Several years ago, my son was holding onto his life with a great deal of effort. Some days he just wanted to give up. But he promised me that when things got tough he would call me and give me one last chance to hear him and talk with him. Those conversations terrified me. I felt helpless and sad and frightened and discouraged and, sometimes, mad. But at the end of our long talks, when it was clear he was in a safe place, and had a good plan for making it to the next day (that included how he would follow up our call with his doctors), I would hang up the phone and feel an overwhelming rush of gratitude. I knew he was fighting for his life, and I felt grateful that he trusted me enough to allow me to help, and I wanted to let him know that.
— A Thank-you Note to My Son for Living, April 2014 —
Thank you for living.
I do not understand the depression you experience, but I know that your depression isn’t a matter of a poor will, or of a weak mind, or of an ungrateful heart.
I marvel at what you sacrifice to stay in this life.
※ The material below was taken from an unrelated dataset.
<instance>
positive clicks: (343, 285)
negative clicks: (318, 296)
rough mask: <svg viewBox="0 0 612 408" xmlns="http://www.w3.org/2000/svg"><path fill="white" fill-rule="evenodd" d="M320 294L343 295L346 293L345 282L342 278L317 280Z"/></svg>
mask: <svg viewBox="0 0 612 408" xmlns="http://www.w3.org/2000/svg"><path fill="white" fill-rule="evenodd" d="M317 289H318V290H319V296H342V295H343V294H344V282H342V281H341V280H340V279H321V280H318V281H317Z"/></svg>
I want you to know that I appreciate your weariness, and your courage, and your effort.
Thank you for how you experience your pain and your sadness, and yet, continue not to give into them.
Thank you for getting help on the really dark days.
Thank you for allowing me into this most difficult part of your life. Know that I often feel scared, and sad, and helpless. But also know that I overwhelmingly feel love, and hope, and gratitude. Love for you and the way you bless my life. Hope for a future with you beyond your turmoil. And gratitude for your willingness to fight for life.
Please know that I will fight tirelessly along with you for you and your life. I see in you beauty, and strength, and possibility. I realize that you may not see those things–and I don’t fault you for that. I only thank you.